If reward value functions have high variance, the epsilon-greedy method will tend to perform better than pure exploitation due to the fact that it takes more high exploration to end up finding the optimal action. This happens because of the high volatility in the reward for a given action. A pure greedy algorithm (or low epsilon), could never fall on the high reward of the optimal action, and never come back to it (or only few times).

In addition, one could incorporate a diminishing $\epsilon$ over time to reduce the exploration. In a sense, at some point you can feel comfortable with the values and may want to focus on exploitation only.
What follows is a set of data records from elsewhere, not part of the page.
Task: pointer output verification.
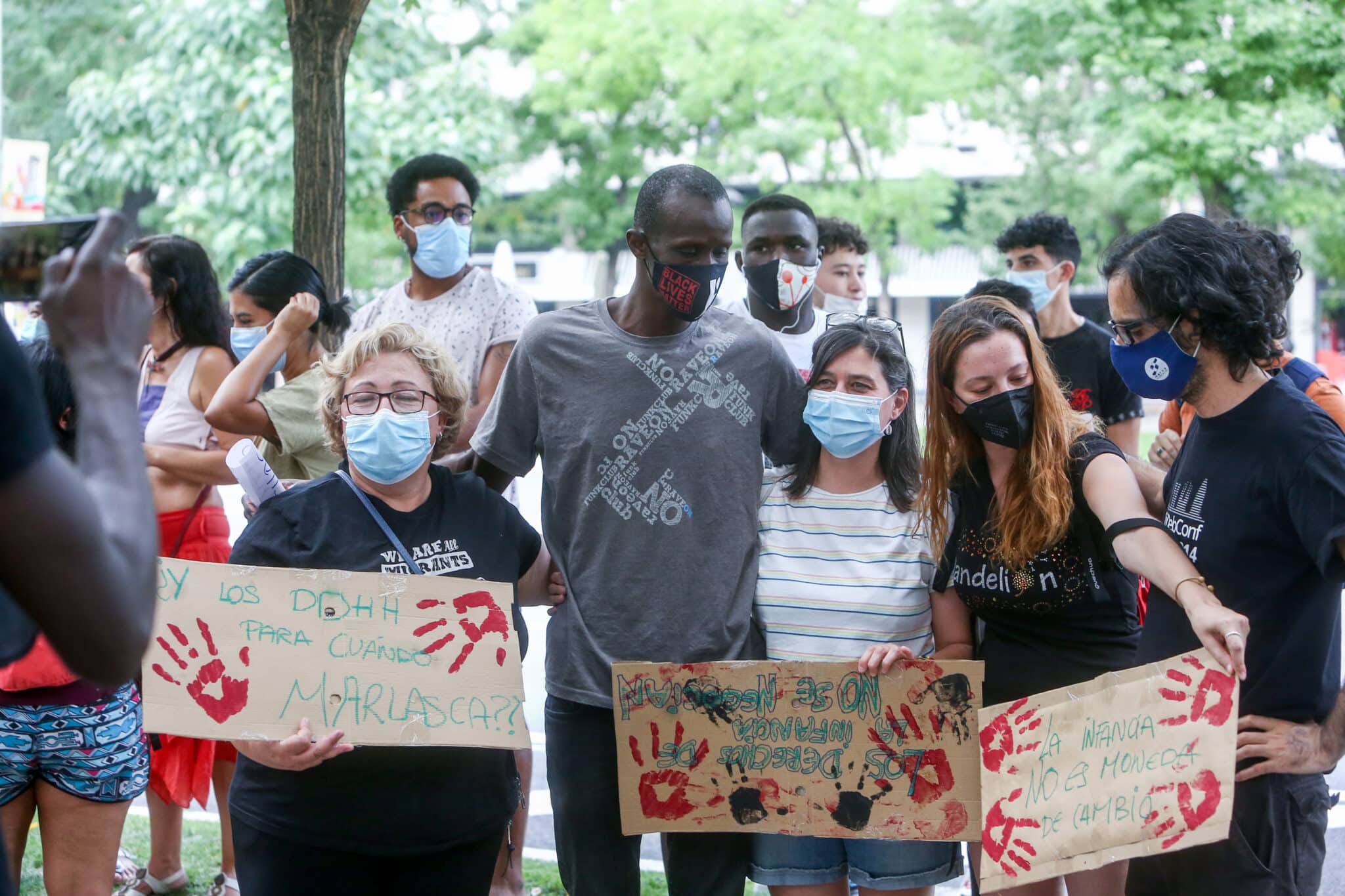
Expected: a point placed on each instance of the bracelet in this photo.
(1199, 580)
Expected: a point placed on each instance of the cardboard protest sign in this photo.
(1128, 765)
(799, 748)
(248, 652)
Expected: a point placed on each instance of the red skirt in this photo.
(181, 767)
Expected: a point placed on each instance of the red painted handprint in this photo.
(1214, 696)
(495, 621)
(1197, 801)
(669, 782)
(233, 692)
(1001, 849)
(1000, 739)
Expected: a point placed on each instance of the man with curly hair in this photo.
(1197, 314)
(841, 285)
(467, 309)
(1042, 253)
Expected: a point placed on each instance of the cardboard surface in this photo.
(799, 748)
(1128, 765)
(246, 652)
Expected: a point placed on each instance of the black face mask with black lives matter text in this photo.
(688, 289)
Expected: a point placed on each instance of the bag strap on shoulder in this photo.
(382, 523)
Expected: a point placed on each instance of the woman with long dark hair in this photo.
(1046, 519)
(278, 305)
(844, 574)
(181, 371)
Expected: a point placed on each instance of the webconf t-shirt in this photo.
(1256, 499)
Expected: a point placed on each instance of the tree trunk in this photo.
(135, 200)
(887, 307)
(320, 37)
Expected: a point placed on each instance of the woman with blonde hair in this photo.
(319, 816)
(1046, 517)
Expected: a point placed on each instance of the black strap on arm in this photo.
(1121, 527)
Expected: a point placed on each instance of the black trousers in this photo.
(596, 859)
(271, 865)
(1277, 844)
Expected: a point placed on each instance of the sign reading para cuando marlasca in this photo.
(248, 652)
(799, 748)
(1130, 763)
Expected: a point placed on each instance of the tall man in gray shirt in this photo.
(650, 413)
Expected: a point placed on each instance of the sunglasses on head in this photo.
(868, 323)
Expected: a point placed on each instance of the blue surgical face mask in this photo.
(441, 249)
(845, 423)
(1156, 367)
(33, 330)
(245, 339)
(387, 446)
(1034, 281)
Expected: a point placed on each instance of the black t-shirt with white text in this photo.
(1091, 382)
(1069, 617)
(1256, 499)
(387, 801)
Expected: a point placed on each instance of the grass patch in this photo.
(201, 857)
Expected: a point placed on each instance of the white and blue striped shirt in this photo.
(839, 574)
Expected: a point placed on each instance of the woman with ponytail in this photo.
(278, 305)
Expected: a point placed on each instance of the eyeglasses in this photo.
(436, 213)
(1125, 331)
(401, 402)
(865, 322)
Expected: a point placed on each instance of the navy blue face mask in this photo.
(1156, 367)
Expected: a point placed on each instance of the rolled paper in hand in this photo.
(252, 472)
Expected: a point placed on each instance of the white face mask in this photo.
(833, 304)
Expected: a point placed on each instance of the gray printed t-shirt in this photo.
(651, 465)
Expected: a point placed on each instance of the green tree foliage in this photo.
(202, 114)
(1125, 104)
(820, 88)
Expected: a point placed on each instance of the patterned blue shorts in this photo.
(96, 752)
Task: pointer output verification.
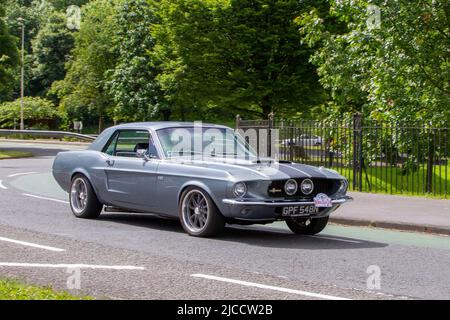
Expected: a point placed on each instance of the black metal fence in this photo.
(395, 158)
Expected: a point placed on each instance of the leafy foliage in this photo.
(132, 83)
(9, 57)
(398, 70)
(34, 109)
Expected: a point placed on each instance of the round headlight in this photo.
(290, 187)
(240, 189)
(307, 186)
(343, 186)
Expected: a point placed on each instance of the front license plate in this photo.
(299, 210)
### Optimistic Initial Values

This method incorporates optimal initial values in the sense that it will initiate the value of actions ($Q_0(t)$) to be high (i.e. as opposed to 0). Conceptually it will help achieve higher reward since it will at least force the model to explore the actions it has not yet tried since they will have high value.

After an action has been chosen a couple of times, its value would decrease lower than the initial optimistic value, and therefore a greedy (or even epsilon-greedy) algorithm would/could select the one with the highest value, which in this case might be one that is artificially and temporary high due to this method. Using this technique can have the effect of ensuring there is exploration and kickstart more rapidly the convergence.

### Upper-Confidence-Bound (UCB) Action Selection

The UCB action selection method incorporates somewhat the same principal as optimistic initial values, in a sense that it prefers actions that have yet been explore. However, it does so on a more continuous basis, mostly based on the number of times a given action was selected and over time.

The concept is to add an artificial component to the action value, and reduce that component over time and the number of occurrence of an action. It will act as a way to artificially represent the variance of an action’s value.

More formally, $A_t = \text{argmax}_a \Big [ Q_t(a) + c \sqrt{\frac{\log t}{N_t(a)}} \Big]$

Where $t$ is the number of steps and $N_t(a)$ is the number of occurrence of action $a$ up until $t$. The constant $c$ is analogous to the factor from a normal distribution term in a confidence interval of a sample mean. The resulting value is therefore analogous itself to the upper-bound of a confidence interval.

As time (or steps) go by, we need a way to update the preference of each action. This is when the gradient algorithm comes into play. Using the general gradient ascent algorithm $H_{t+1}(a) = H_t(a) + \alpha \frac{\partial \mathbb{E}[R_t]}{\partial H_t(a)}$, we obtain the following update algorithm (refer to book for details on derivation).
• $H_{t+1}(A_t) = H_t(A_t) + \alpha (R_t - \bar{R}_t) (1 - \pi_t(A_t)$ For the action selected and
• $H_{t+1}(a) = H_t(a) - \alpha (R_t - \bar{R}_t) \pi_t(a)$ For all other actions
The relative preference resulting from the softmax operation can also be interpreted as a probability. As a preference for a given action is updated, as per update algorithm. We can observe that for the action that was selected, if the reward is higher than the baseline ($\bar{R}_t$), the preference for that action will be increased, and if it is lower, it will be negatively affected.